移籍交渉

公開されました: 8 21 , 2014
投稿者: トム・フェインソン

季節はいつも気づかぬうちに移り変わってゆく。ワールドカップはつい最近の出来事のようだが、気がつけばもう新たなシーズン、夢や希望、前向きな気持ちを新たに、希望に満ちた時期だ。

あなたがサウサンプトンのサポーターなら話はちょっとちがうかもしれないが「移籍期間」という素晴らしい慣習の時期でもある。働きの悪いレフトバックや調子に波がありすぎるウィンガーを放出して、最高のストライカーをチームに加える事が出来る。

選手の移籍は全てはお金に帰結する、というのは問題だ。トム・クルーズ主演の映画「ザ・エージェント」でのキューバ・グディング・ジュニアの台詞”Show me the money”が象徴的だ。お金以外に何かややこしい話などあるのか?移籍期間という慣習はとてもシンプルで、選手ば一番高い値をつけたクラブに移るだけだ。このような考え方は、ビジネスでも頻繁に耳にする。ありふれた商品やサービスなのだから、値段こそが唯一絶対の課題だ。だが、この見方は正しいだろうか?

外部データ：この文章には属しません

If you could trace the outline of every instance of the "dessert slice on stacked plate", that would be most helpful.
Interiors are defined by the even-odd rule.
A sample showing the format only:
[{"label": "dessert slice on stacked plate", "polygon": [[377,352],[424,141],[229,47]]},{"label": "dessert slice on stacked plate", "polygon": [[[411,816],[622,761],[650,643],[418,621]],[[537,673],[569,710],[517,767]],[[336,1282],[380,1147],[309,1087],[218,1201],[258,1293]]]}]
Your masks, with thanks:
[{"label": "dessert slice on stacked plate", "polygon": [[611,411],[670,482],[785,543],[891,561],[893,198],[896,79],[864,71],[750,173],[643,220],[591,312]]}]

お金がもっとも重要な課題であることは論議の余地が無いだろう。しかしながら、お金は唯一無二の課題だろうか?「カネが全て」に見えるプロサッカーの世界でも、世間のイメージに反して、契約の内容は驚くほど独創的でありバリエーションに満ちている。交換できる変数を作り出し、それらが双方にとって異なる価値を持つことを確認する。時間変数のクリエイティブな使い方、委託条項、買取条項、パブリシティ条項、パフォーマンスボーナス、肖像権、など、リストは無数に続いてゆく。中には変わったものもある。例えば:

  • ある若手スター選手は常に71分から試合に投入される。理由は?前クラブとの契約により、彼が20分を超えて試合に出ると、1分あたり10,000ポンドを前チームに支払う取り決めになっているので。
  • ある有名選手は、契約書に「体重維持条項」を課せられている。ターゲット体重に対して10%以内を維持できない場合、この選手は罰金を支払う。過去6ヶ月の間に、彼は8回罰金を課せられている。
  • ある目立ちたがり屋のチェアマンは、監督と契約する際に、キックオフ45分前までは出場選手を自分の裁量で変更できる、という条項を入れた。
  • あるドイツ人ゴールキーパーは、人種差別があからさまになった場合チームを去ることが出来る条項を加えた。3ヶ月後に彼はチームを去った。 
  • とあるチームは、選手が商業宇宙飛行を試すことを非常に心配した。そのため、4年間の契約期間中は選手が大気圏外にでることを禁じた。
  • コンゴ人のミッドフィルダーは、彼の妻が料理教室に通うという契約が締結できたら、それを条件にチームと契約する、という条件をつけた。彼の家庭内で何が起こったのかはよくわからない。
  • ドイツ人のストライカーは、契約期間中毎年家を立て替える、という条件をつけた。「家」が何を意味するのか、具体的に特定されていると良いのだが。レゴで出来た家を贈られた、という噂を聞いた。
  • とあるチェアマンは、新たに契約を締結した選手に対して、コミットメントを見せるために羊の睾丸を食べることを求めた。その選手は実際に、レモンとパセリで味付けされた睾丸の料理を食べたそうだ。
  • ドイツ人の監督は、シーズン開始後8日以後降格圏から3ポイント以内になった場合いつでも解雇できるとう条項を付けられている(具体的に特定している素晴らしい例だ)。このチームは実際に降格圏に近づきすぎてしまい、ドイツ人マネージャーは解雇された。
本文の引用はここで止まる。